CD40 Induces Antigen Transporter and Immunoproteasome Gene Expression in Carcinomas via the Coordinated Action of NF-κB and of NF-κB-Mediated De Novo Synthesis of IRF-1

Abstract

Cancer cells may evade immune surveillance as a result of defective antigen processing and presentation. In this study, we demonstrate that CD40 ligation overcomes this defect through the coordinated action of the transcription factors NF-kappa B and interferon regulatory factor 1 (IRF-1).

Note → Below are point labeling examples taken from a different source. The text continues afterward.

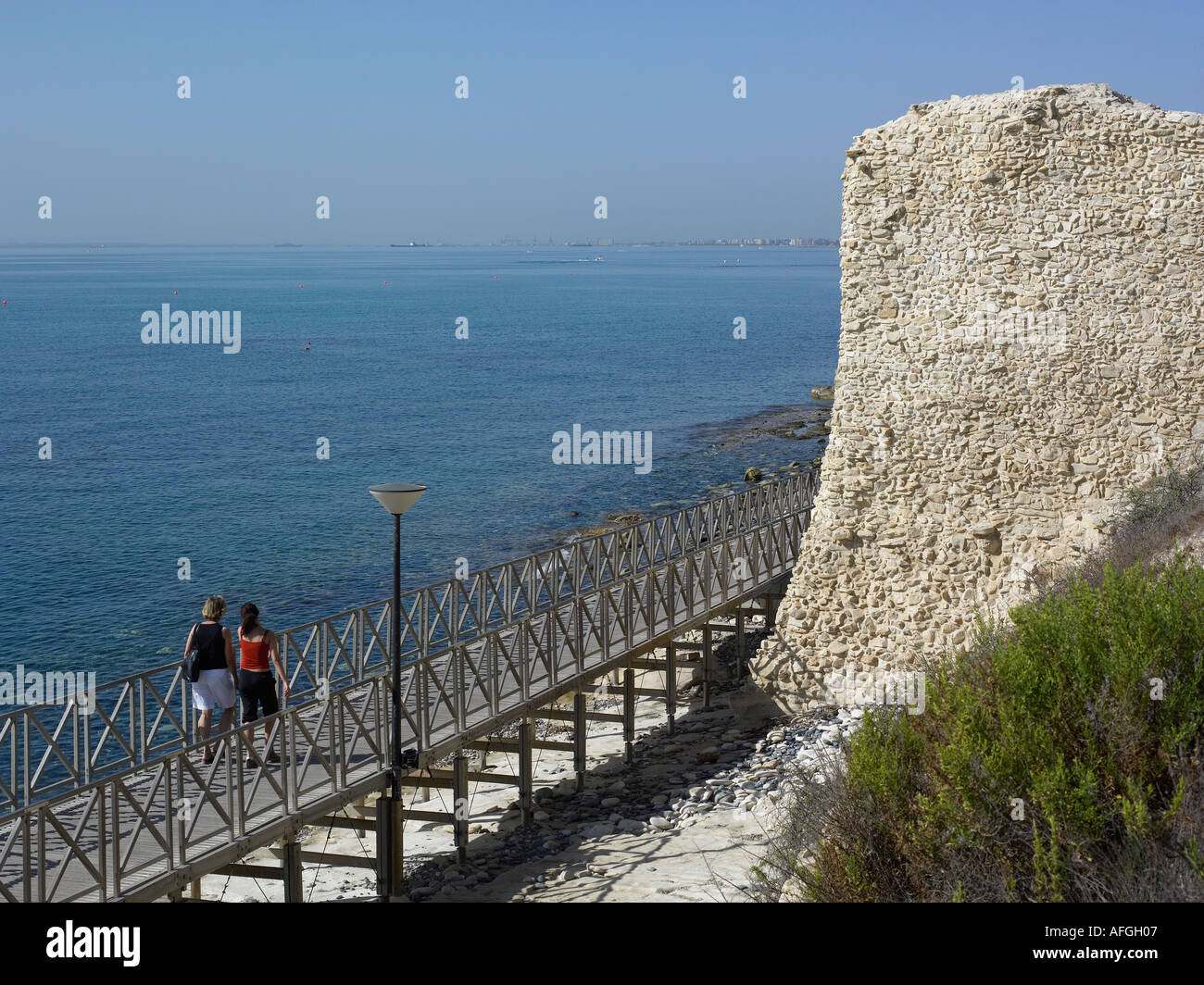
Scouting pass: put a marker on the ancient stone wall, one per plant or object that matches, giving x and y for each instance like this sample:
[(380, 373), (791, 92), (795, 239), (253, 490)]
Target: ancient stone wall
[(1022, 339)]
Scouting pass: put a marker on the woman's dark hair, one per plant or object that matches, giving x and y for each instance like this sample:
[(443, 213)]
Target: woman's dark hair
[(249, 613)]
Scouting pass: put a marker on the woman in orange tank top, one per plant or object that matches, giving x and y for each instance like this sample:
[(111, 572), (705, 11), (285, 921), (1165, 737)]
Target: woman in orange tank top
[(259, 651)]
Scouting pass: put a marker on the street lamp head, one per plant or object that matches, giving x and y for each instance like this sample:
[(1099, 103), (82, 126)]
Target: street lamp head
[(396, 497)]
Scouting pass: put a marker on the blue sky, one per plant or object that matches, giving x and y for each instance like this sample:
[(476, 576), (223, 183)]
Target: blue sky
[(567, 101)]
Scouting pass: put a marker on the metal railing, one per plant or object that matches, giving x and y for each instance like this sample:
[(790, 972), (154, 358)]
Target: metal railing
[(513, 633)]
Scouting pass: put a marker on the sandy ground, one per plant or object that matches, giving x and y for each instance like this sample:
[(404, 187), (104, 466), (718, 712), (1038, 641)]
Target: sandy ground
[(709, 860)]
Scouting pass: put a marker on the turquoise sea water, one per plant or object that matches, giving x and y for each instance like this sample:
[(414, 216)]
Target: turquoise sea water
[(163, 452)]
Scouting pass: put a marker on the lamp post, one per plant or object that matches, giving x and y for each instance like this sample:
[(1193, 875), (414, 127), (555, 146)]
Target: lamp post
[(396, 497)]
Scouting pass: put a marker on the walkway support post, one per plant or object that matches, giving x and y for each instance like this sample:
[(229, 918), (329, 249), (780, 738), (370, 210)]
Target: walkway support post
[(739, 642), (629, 714), (526, 775), (671, 685), (460, 805), (290, 864), (579, 740)]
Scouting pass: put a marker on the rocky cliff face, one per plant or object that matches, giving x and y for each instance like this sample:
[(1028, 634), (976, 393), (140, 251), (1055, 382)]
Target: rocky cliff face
[(1022, 339)]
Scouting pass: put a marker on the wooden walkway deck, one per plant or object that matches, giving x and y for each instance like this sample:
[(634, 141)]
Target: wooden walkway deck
[(147, 829)]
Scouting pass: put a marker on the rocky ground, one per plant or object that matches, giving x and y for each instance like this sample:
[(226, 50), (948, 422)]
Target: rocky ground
[(684, 821)]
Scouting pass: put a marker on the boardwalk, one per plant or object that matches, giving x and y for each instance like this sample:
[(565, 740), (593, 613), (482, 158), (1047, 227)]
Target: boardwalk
[(111, 801)]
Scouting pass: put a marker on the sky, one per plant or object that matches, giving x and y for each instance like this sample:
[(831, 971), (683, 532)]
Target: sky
[(566, 101)]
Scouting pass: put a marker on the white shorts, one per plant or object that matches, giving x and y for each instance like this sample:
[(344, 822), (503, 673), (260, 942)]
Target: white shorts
[(215, 689)]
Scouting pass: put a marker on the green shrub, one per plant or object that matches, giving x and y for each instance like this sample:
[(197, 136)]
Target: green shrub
[(1058, 759)]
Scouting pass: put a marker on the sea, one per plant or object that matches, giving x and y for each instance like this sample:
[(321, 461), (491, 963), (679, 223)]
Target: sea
[(137, 477)]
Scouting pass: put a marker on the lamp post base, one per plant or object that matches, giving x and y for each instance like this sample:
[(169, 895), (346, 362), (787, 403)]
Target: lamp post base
[(390, 876)]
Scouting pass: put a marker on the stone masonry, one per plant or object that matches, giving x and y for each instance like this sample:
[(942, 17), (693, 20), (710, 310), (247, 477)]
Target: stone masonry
[(1022, 330)]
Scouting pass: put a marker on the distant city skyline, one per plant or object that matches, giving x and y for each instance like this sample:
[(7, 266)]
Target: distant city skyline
[(378, 123)]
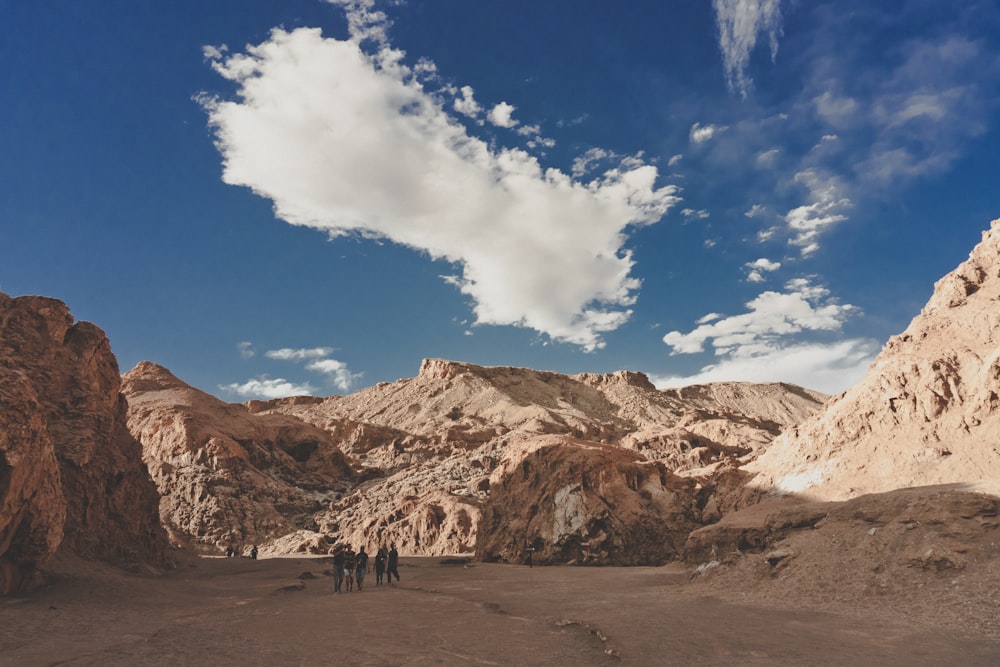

We show that unlike interferon signaling, which triggers the STAT1-mediated transcriptional activation of IRF-1, the ligation of CD40 in carcinomas induces the rapid upregulation of IRF-1 in a STAT1-independent but NF-kappa B-dependent manner. The transcriptional activation of IRF-1 is controlled largely by the recruitment of p65 (RelA) NF-kappa B to the IRF-1 promoter following the engagement of a TAK1/I kappa B kinase beta/I kappa B alpha signaling pathway downstream of CD40. NF-kappa B and de novo-synthesized IRF-1 converge to regulate the expression of genes involved in antigen processing and transport, as evident from the sequential recruitment of NF-kappa B and IRF-1 to the promoters of the genes encoding transporter for antigen processing 1 (TAP1), TAP2, tapasin, and low-molecular-mass polypeptides LMP2 and LMP10. Moreover, the RNA interference-mediated knockdown of IRF-1 reduced, whereas the inhibition of NF-kappa B abolished, the effects of CD40 on TAP1 and LMP2 upregulation in carcinoma cells. Collectively, these data reveal a novel "feed-forward" mechanism induced by NF-kappa B which ensures that acutely synthesized IRF-1 operates in concert with NF-kappa B to amplify the immunoproteasome and antigen-processing functions of CD40.